Busiest domestic routes – Alice Springs Airport (year ending December 2019)
| Rank | Airport | Passengers | % change |
|---|---|---|---|
| 1 | Adelaide | 144,600 | +11.0% |
| 2 | Darwin | 109,700 | 0.0% |

==Accidents and incidents==
- A Pel-Air IAI 1124 Westwind operating a cargo flight from Tindal Airport crashed into the Ilparpa Range while attempting an instrument approach for runway 12 on 27 April 1995, killing the two pilots and a company passenger.
- On 16 December 2000, a mentally ill man broke into the hangar of the Alice Springs Aero Club, climbed into a Piper Warrior aeroplane belonging to the club and was able to start the engine. Despite having no formal flight training, the man was able to taxi the aircraft to the runway and take off under the cover of darkness at around 5am.

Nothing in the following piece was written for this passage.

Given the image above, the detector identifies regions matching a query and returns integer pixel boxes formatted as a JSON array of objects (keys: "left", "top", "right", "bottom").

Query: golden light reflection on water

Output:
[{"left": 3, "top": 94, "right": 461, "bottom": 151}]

Shortly after becoming airborne, the aircraft impacted the ground approximately 2 km east of the airport, fatally injuring the pilot. The accident was investigated by the Northern Territory Police and evidence heard during the subsequent coronial inquiry revealed the offender had on a previous occasion been apprehended at Darwin International Airport while attempting to steal an aircraft after absconding from a mental health facility. He told authorities he wanted to steal a plane to "fly back to God". It is believed he acquired a key at this time which he later used to start the plane he successfully stole and crashed.

===1972 hijacking===

Alice Springs Airport was the site of the resolution of Australia's second domestic aircraft hijacking. On 15 November 1972, an Ansett Fokker F27 Friendship was hijacked after taking off from Adelaide Airport. The hijacker, Miloslav Hrabinec, threatened the pilot with a rifle and demanded to be given a parachute and flown to the desert. He was persuaded to allow the plane to land at its intended destination of Alice Springs, where he engaged in a shoot-out with Northern Territory Police, critically wounding a police officer before shooting himself in the head.

===1977 suicide pilot===

Four years later, another incident occurred on 5 January 1977, when a former employee of Connair, Colin Richard Forman, flew a stolen aircraft into the Connair offices (formerly Connellan Airways) located at the airport, killing himself and three of the airline's employees on the ground. A woman working in the offices suffered severe burns and died several days later.